Dermatology Service, Department of Medicine, Memorial Sloan Kettering Cancer Center.
Dermatology Service, Department of Medicine, Memorial Sloan Kettering Cancer Center;
J Vis Exp. 2022 Aug 18(186). doi: 10.3791/63789.
Skin cancer is one of the most common cancers worldwide. Diagnosis relies on visual inspection and dermoscopy followed by biopsy for histopathological confirmation. While the sensitivity of dermoscopy is high, the lower specificity results in 70%-80% of the biopsies being diagnosed as benign lesions on histopathology (false positives on dermoscopy). Reflectance confocal microscopy (RCM) and optical coherence tomography (OCT) imaging can noninvasively guide the diagnosis of skin cancers. RCM visualizes cellular morphology in en-face layers. It has doubled the diagnostic specificity for melanoma and pigmented keratinocytic skin cancers over dermoscopy, halving the number of biopsies of benign lesions. RCM acquired billing codes in the USA and is now being integrated into clinics. However, limitations such as the shallow depth (~200 µm) of imaging, poor contrast for nonpigmented skin lesions, and imaging in en-face layers result in relatively lower specificity for the detection of nonpigmented basal cell carcinoma (BCCs) - superficial BCCs contiguous with the basal cell layer and deeper infiltrative BCCs. In contrast, OCT lacks cellular resolution but images tissue in vertical planes down to a depth of ~1 mm, which allows the detection of both superficial and deeper subtypes of BCCs. Thus, both techniques are essentially complementary. A "multi-modal," combined RCM-OCT device simultaneously images skin lesions in both en-face and vertical modes. It is useful for the diagnosis and management of BCCs (nonsurgical treatment for superficial BCCs vs. surgical treatment for deeper lesions). A marked improvement in specificity is obtained for detecting small, nonpigmented BCCs over RCM alone. RCM and RCM-OCT devices are bringing a major paradigm shift in the diagnosis and management of skin cancers; however, their use is currently limited to academic tertiary care centers and some private clinics. This paper familiarizes clinicians with these devices and their applications, addressing translational barriers into routine clinical workflow.

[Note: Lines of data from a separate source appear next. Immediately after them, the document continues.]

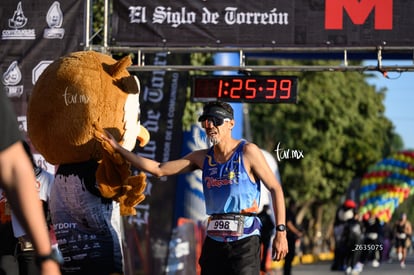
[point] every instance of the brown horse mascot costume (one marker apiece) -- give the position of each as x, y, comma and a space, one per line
74, 100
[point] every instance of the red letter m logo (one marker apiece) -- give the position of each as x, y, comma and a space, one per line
358, 11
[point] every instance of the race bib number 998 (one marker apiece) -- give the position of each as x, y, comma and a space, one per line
226, 225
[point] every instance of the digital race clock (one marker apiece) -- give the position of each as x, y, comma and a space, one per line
254, 89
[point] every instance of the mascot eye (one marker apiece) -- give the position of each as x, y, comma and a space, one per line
129, 85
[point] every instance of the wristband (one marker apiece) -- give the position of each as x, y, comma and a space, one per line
54, 256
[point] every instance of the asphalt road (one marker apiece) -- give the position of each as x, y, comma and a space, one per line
323, 268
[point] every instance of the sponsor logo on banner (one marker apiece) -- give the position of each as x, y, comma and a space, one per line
11, 78
54, 19
16, 24
39, 68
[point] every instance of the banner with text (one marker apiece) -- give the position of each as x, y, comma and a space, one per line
264, 23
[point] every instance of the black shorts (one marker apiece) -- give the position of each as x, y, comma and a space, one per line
241, 257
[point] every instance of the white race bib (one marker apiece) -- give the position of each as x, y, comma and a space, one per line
226, 225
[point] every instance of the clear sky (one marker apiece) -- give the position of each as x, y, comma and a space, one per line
399, 100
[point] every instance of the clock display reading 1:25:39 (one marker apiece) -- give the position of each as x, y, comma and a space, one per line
254, 89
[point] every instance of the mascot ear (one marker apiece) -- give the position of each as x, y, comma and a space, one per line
118, 68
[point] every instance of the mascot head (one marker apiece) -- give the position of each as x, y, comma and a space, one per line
74, 99
76, 95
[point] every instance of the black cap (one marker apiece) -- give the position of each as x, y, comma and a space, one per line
215, 111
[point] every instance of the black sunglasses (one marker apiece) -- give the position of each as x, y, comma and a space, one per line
215, 120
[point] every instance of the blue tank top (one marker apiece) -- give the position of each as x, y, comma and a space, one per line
228, 189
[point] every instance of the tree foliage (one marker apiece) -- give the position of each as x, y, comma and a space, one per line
338, 124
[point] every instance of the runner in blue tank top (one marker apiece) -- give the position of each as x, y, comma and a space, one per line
232, 172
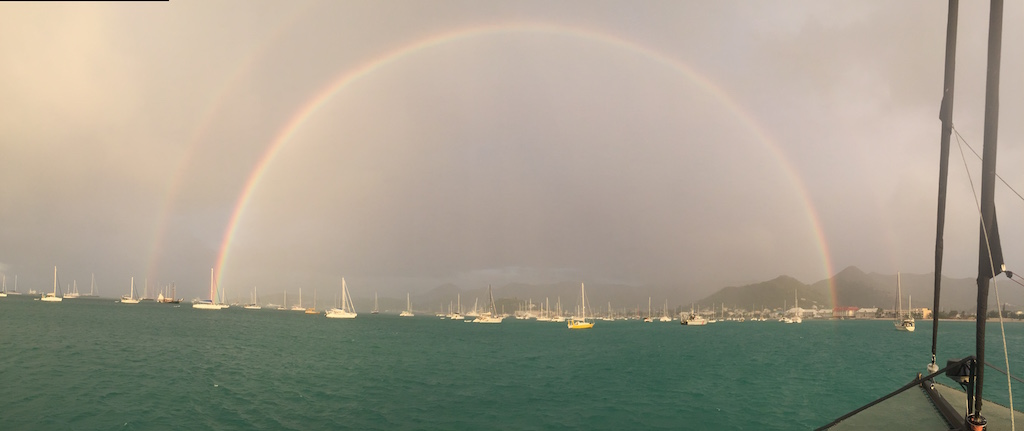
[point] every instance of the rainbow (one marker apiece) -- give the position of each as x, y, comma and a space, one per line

皮肤癌是全球最常见的癌症之一。诊断依赖于目视检查和皮肤镜检,然后进行活检以进行组织病理学确认。尽管皮肤镜检的敏感性很高,但较低的特异性导致 70%-80%的活检在组织病理学上被诊断为良性病变(皮肤镜检的假阳性)。反射共聚焦显微镜(RCM)和光相干断层扫描(OCT)成像可以无创性地指导皮肤癌的诊断。RCM 以面状层可视化细胞形态。与皮肤镜检相比,它将黑色素瘤和色素性角质形成细胞癌的诊断特异性提高了一倍,将良性病变的活检数量减少了一半。RCM 在 美国获得了计费代码,现在已整合到诊所中。然而,成像深度较浅(200 µm)、对非色素性皮肤病变对比度差以及面状层成像等局限性导致对非色素性基底细胞癌(BCC)的检测特异性相对较低 - 与基底细胞层相邻的浅层 BCC 和更深的浸润性 BCC。相比之下,OCT 缺乏细胞分辨率,但可在垂直平面上对组织成像,深度可达1mm,这使得可以检测到浅层和深层 BCC 亚型。因此,这两种技术本质上是互补的。一种“多模态”的 RCM-OCT 联合设备可同时以面状和垂直模式对皮肤病变进行成像。它对 BCC 的诊断和管理非常有用(浅层 BCC 的非手术治疗与深层病变的手术治疗)。与单独使用 RCM 相比,它可显著提高对小的、非色素性 BCC 的检测特异性。RCM 和 RCM-OCT 设备正在皮肤癌的诊断和管理方面带来重大的范式转变;然而,它们的使用目前仅限于学术性三级护理中心和一些私人诊所。本文使临床医生熟悉这些设备及其应用,解决了将其转化为常规临床工作流程的障碍。